Unggul Islami Enterpreneurship

Beli Akun TikTok untuk Promosi, Pria Ini Diduga Jadi Korban Penipuan dan Pengambilalihan Akun


Mitraindonesia, Jakarta Barat — Seorang pria bernama Muhammad Rifki Ramadhan melaporkan dugaan penipuan dan pengambilalihan akun TikTok ke SPKT Polres Metro Jakarta Barat. Korban mengaku telah membayar Rp1,1 juta untuk membeli sebuah akun TikTok yang akan digunakan untuk kepentingan promosi perusahaan, namun setelah akun diserahkan, akses terhadap akun tersebut diduga kembali diambil alih oleh pihak penjual.

Peristiwa tersebut dilaporkan pada Minggu, 13 September 2026. Berdasarkan kronologi yang disampaikan pelapor, kejadian bermula ketika Muhammad Rifki Ramadhan mencari akun TikTok yang dapat digunakan untuk mendukung kegiatan promosi perusahaan.

Dalam pencarian tersebut, ia kemudian mendapatkan penawaran melalui akun Facebook bernama Darmin.
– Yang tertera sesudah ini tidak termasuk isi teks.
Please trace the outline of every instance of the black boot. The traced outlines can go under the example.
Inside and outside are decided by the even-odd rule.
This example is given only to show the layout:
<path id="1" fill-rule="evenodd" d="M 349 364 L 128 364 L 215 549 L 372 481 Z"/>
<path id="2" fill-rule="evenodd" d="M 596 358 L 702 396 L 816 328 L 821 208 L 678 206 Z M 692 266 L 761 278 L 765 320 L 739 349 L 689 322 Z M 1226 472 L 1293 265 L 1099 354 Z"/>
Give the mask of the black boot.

Akun tersebut menawarkan sebuah akun TikTok dengan harga Rp1.100.000.

Setelah terjadi kesepakatan, pelapor kemudian melakukan pembayaran sesuai harga yang telah disepakati. Dana tersebut dikirimkan ke rekening atas nama Muhamad Sunandar.

Setelah pembayaran dilakukan, akun TikTok kemudian diserahkan kepada pelapor. Namun, menurut keterangan pelapor, tidak lama setelah akun berada dalam penguasaannya, pihak yang menjual akun tersebut diduga kembali mengambil alih akses akun.
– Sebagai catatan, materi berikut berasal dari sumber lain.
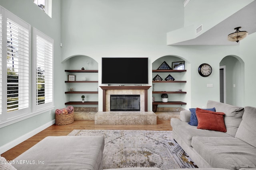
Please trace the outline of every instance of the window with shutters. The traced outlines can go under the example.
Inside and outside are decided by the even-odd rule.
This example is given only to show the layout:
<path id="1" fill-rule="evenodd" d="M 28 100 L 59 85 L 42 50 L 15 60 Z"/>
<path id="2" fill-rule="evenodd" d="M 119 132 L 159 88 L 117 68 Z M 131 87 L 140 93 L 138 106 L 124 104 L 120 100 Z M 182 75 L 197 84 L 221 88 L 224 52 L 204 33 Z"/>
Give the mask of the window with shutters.
<path id="1" fill-rule="evenodd" d="M 53 40 L 33 29 L 36 109 L 52 105 Z M 41 106 L 42 105 L 42 106 Z"/>
<path id="2" fill-rule="evenodd" d="M 52 0 L 33 0 L 33 1 L 40 9 L 51 18 Z"/>
<path id="3" fill-rule="evenodd" d="M 31 29 L 0 6 L 0 128 L 54 108 L 53 40 Z"/>
<path id="4" fill-rule="evenodd" d="M 7 112 L 29 106 L 29 30 L 7 20 Z"/>
<path id="5" fill-rule="evenodd" d="M 0 8 L 0 12 L 2 13 L 2 9 Z M 3 101 L 2 101 L 2 61 L 3 53 L 3 29 L 2 29 L 2 14 L 0 14 L 0 120 L 2 119 L 3 113 Z"/>

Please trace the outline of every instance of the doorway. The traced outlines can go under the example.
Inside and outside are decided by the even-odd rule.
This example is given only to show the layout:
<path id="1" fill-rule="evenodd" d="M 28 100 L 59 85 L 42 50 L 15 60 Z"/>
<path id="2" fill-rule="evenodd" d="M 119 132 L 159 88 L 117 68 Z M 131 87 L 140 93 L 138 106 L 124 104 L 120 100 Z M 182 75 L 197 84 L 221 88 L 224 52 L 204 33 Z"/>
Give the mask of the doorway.
<path id="1" fill-rule="evenodd" d="M 226 103 L 226 66 L 220 66 L 220 102 Z"/>

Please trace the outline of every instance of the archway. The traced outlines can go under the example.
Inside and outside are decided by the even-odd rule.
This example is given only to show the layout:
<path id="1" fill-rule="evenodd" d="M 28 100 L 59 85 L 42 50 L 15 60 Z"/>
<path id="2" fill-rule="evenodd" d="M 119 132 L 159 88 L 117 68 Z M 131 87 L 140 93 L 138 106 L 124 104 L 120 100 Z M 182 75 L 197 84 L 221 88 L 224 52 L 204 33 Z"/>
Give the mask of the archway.
<path id="1" fill-rule="evenodd" d="M 221 60 L 220 63 L 220 67 L 221 98 L 222 96 L 224 97 L 223 98 L 226 98 L 226 103 L 228 104 L 233 106 L 243 106 L 244 94 L 244 63 L 238 56 L 228 55 Z M 224 72 L 223 74 L 223 77 L 221 75 L 221 71 L 222 70 Z M 220 94 L 222 93 L 221 84 L 222 80 L 224 82 L 223 96 Z M 224 101 L 224 102 L 225 102 Z"/>

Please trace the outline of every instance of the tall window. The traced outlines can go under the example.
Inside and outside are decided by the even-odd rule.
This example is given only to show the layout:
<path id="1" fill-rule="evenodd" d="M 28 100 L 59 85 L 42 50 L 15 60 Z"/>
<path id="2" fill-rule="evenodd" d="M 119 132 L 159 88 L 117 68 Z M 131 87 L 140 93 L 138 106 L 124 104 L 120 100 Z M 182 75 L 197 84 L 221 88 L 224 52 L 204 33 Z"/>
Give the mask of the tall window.
<path id="1" fill-rule="evenodd" d="M 0 8 L 0 10 L 1 10 Z M 3 53 L 2 49 L 2 41 L 3 41 L 3 29 L 2 29 L 2 16 L 0 14 L 0 118 L 2 116 L 2 108 L 3 108 L 3 103 L 2 103 L 2 54 Z M 0 119 L 0 120 L 1 119 Z"/>
<path id="2" fill-rule="evenodd" d="M 52 105 L 53 102 L 53 40 L 34 29 L 36 44 L 36 105 Z M 44 106 L 44 107 L 45 107 Z"/>
<path id="3" fill-rule="evenodd" d="M 29 105 L 29 31 L 7 21 L 7 111 Z"/>
<path id="4" fill-rule="evenodd" d="M 40 9 L 52 17 L 52 0 L 33 0 Z"/>
<path id="5" fill-rule="evenodd" d="M 46 0 L 33 0 L 34 3 L 36 4 L 42 10 L 46 12 Z"/>

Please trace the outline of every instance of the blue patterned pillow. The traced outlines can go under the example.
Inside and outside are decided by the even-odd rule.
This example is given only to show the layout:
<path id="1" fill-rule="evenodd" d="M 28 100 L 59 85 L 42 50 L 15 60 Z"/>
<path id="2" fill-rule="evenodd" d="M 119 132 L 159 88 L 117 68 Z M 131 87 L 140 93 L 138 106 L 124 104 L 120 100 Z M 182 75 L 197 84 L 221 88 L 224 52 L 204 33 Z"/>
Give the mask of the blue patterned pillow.
<path id="1" fill-rule="evenodd" d="M 210 110 L 210 111 L 216 111 L 215 110 L 215 107 L 213 107 L 211 109 L 204 109 L 204 110 Z M 197 117 L 196 117 L 196 108 L 192 108 L 189 109 L 189 110 L 191 112 L 191 117 L 190 117 L 190 121 L 188 123 L 192 125 L 197 126 L 198 124 L 198 122 L 197 121 Z"/>

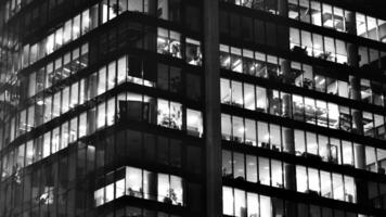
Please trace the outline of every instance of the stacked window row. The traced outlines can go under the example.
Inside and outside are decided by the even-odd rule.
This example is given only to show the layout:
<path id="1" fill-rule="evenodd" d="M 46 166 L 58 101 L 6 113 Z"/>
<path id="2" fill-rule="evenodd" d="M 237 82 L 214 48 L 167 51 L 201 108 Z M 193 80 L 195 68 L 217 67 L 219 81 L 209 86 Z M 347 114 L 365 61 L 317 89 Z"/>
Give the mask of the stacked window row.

Akibatnya, pelapor mengaku kehilangan akses dan tidak dapat lagi mengendalikan akun TikTok yang telah dibelinya.

 >“Setelah pembayaran dilakukan dan akun TikTok diserahkan kepada kami, pihak tersebut kemudian diduga mengambil alih kembali akun TikTok yang telah kami beli,” demikian kronologi yang disampaikan Rfki Ramadhan selaku pelapor dan korbn.
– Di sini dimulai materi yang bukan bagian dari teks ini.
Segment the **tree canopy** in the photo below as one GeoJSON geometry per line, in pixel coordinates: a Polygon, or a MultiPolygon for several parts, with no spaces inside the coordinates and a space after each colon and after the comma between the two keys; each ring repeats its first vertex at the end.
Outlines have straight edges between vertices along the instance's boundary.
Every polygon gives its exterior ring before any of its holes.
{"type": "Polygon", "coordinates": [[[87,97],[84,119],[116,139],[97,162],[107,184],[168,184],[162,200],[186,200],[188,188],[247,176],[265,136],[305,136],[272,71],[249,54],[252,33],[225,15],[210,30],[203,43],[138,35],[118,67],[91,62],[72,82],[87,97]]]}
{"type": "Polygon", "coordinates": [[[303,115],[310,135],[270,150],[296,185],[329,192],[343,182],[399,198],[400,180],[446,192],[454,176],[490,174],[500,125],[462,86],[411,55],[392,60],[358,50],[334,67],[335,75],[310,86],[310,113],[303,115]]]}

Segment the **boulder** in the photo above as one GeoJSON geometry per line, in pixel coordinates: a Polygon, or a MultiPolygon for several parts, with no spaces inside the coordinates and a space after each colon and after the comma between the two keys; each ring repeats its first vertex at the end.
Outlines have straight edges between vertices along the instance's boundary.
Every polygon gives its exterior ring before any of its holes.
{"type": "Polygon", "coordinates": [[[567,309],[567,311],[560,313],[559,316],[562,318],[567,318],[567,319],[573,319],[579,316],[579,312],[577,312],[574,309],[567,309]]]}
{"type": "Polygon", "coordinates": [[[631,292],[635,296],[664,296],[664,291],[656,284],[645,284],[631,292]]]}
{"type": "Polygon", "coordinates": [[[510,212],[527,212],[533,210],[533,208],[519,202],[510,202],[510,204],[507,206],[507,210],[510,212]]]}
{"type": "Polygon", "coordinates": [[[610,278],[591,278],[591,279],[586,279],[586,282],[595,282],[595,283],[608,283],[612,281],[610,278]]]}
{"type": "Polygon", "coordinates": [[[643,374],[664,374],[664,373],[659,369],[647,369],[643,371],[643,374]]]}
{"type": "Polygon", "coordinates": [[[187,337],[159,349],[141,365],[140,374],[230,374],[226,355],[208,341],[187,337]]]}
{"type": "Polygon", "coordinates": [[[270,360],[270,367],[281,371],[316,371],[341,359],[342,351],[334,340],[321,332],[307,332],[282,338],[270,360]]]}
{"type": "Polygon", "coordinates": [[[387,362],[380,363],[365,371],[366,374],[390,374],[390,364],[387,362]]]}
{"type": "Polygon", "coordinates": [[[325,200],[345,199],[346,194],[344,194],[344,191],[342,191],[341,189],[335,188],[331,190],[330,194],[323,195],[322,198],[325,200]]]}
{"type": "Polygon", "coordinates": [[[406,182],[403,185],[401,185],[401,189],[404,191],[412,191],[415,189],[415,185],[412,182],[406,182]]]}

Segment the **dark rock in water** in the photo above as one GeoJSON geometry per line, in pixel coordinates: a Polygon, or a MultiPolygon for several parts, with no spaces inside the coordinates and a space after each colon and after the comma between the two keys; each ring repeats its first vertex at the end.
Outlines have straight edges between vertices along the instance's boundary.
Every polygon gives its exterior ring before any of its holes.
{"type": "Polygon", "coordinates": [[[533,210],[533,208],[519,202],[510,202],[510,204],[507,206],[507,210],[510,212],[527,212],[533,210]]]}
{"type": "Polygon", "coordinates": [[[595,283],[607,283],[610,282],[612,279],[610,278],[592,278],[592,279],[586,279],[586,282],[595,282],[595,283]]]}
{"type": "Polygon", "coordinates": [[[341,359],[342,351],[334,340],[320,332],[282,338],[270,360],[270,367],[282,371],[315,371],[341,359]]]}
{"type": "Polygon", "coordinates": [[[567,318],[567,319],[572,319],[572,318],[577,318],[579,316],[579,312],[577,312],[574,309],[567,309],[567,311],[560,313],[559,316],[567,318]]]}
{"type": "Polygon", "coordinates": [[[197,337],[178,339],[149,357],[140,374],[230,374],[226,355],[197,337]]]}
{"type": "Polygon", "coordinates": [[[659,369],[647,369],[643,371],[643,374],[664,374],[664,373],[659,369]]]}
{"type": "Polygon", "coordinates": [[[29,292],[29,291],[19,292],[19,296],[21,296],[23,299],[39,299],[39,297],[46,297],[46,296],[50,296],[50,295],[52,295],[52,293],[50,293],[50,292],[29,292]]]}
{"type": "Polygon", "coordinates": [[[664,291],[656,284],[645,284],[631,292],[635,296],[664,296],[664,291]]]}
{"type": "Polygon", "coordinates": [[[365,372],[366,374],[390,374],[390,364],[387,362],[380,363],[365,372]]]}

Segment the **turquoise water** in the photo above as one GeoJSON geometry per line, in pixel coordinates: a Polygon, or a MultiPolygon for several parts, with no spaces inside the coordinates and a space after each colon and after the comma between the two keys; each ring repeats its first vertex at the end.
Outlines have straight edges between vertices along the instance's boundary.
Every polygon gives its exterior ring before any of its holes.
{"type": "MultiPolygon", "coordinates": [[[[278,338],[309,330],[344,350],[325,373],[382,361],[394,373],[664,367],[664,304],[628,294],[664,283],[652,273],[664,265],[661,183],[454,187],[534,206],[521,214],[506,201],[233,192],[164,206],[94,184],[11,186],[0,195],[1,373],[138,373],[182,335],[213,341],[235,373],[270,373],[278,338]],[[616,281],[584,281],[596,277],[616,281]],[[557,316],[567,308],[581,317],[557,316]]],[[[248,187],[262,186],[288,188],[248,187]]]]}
Pelapor juga menyebut adanya nomor telepon yang diduga berkaitan dengan pihak yang terlibat dalam transaksi tersebut. Data komunikasi, bukti pembayaran, nomor telepon, serta informasi rekening disebut telah dimiliki dan diserahkan sebagai bagian dari bahan laporan.

Akibat kejadian tersebut, Muhammad Rifki Ramadhan menyatakan mengalami kerugian yang ditaksir mencapai Rp8 juta, selain kehilangan akses terhadap akun TikTok yang sebelumnya dibeli dengan harga Rp1,1 juta dan direncanakan untuk mendukung kegiatan promosi perusahaan.

Pelapor berharap aparat kepolisian dapat melakukan pemeriksaan terhadap pihak-pihak yang berkaitan dengan transaksi tersebut serta menelusuri aliran dana dan aktivitas pengambilalihan akun.

Laporan tersebut menjadi dasar bagi aparat untuk melakukan penyelidikan lebih lanjut guna mengetahui ada atau tidaknya unsur tindak pidana dalam transaksi jual beli akun tersebut.